New evidence suggests that high school football may be getting a little safer — at least in one state.
A new study from the University of Wisconsin at Madison (UW) found that limiting the amount of full-contact tackling allowed during high school football practices may greatly reduce the number of concussions the players will sustain in a given season.
Full-contact tackling was defined as drills or practice scenarios when full tackles are made at a competitive pace and players are taken to the ground.
"This study confirms what athletic trainers who work with high school football programs have long believed regarding the association of full contact drills or practices and the likelihood a player will sustain a concussion," said lead study author Timothy A. McGuine, PhD, ATC, a senior scientist at UW, in a press release. "This is probably also true for other football injuries such as sprains, fractures and dislocations."
The rule — which first went into effect during the 2014 season in Wisconsin — prohibits full-contact tackling during the first week of practice, and limits it to 75 minutes per week during week 2 and 60 minutes per week during the rest of the season.

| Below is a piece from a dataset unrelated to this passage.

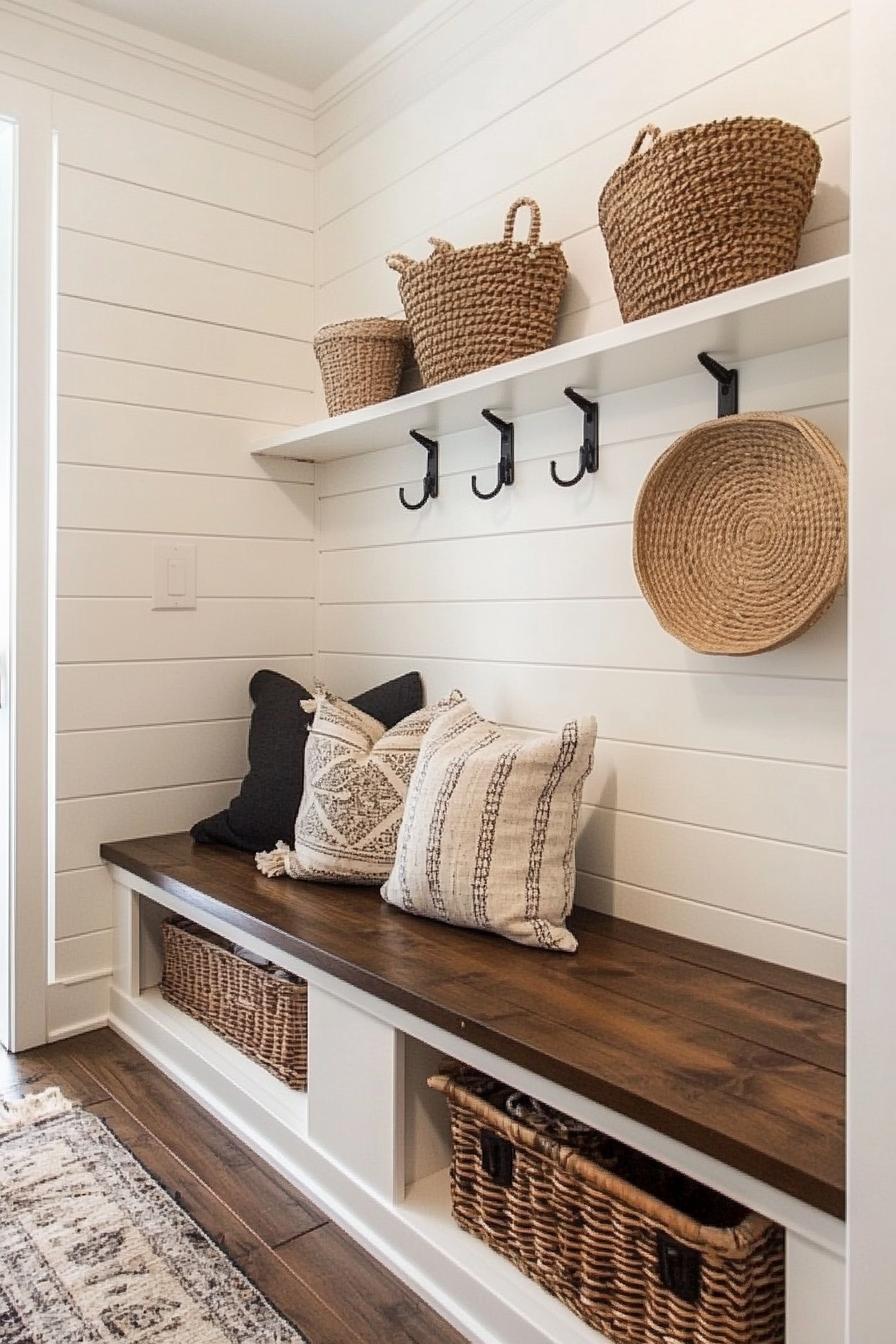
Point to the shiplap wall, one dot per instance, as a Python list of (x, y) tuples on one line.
[(718, 803), (186, 312)]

For this study, Dr. McGuine and team used data from the Wisconsin Interscholastic Sports Injury Research Network to look at more than 16,000 high-school athletes from 103 schools across Wisconsin.
The recent restrictions were linked to a 50 percent drop in concussion rates among players in the 2014 season when compared to the two seasons prior to the rule change.
According to Dr. McGuine and colleagues, this finding suggest that limiting full-contact tackling in high school football practice is a no-brainer. "Educating high school coaches to limit the amount of full contact would be an effective and economical way to help protect students from head injuries," Dr. McGuine said.
This study is scheduled to be presented Oct. 24 at the 2015 American Academy of Pediatrics (AAP) National Conference & Exhibition. Research presented at conferences may not have been peer-reviewed.
Information on funding sources and conflicts of interest was not available at the time of publication.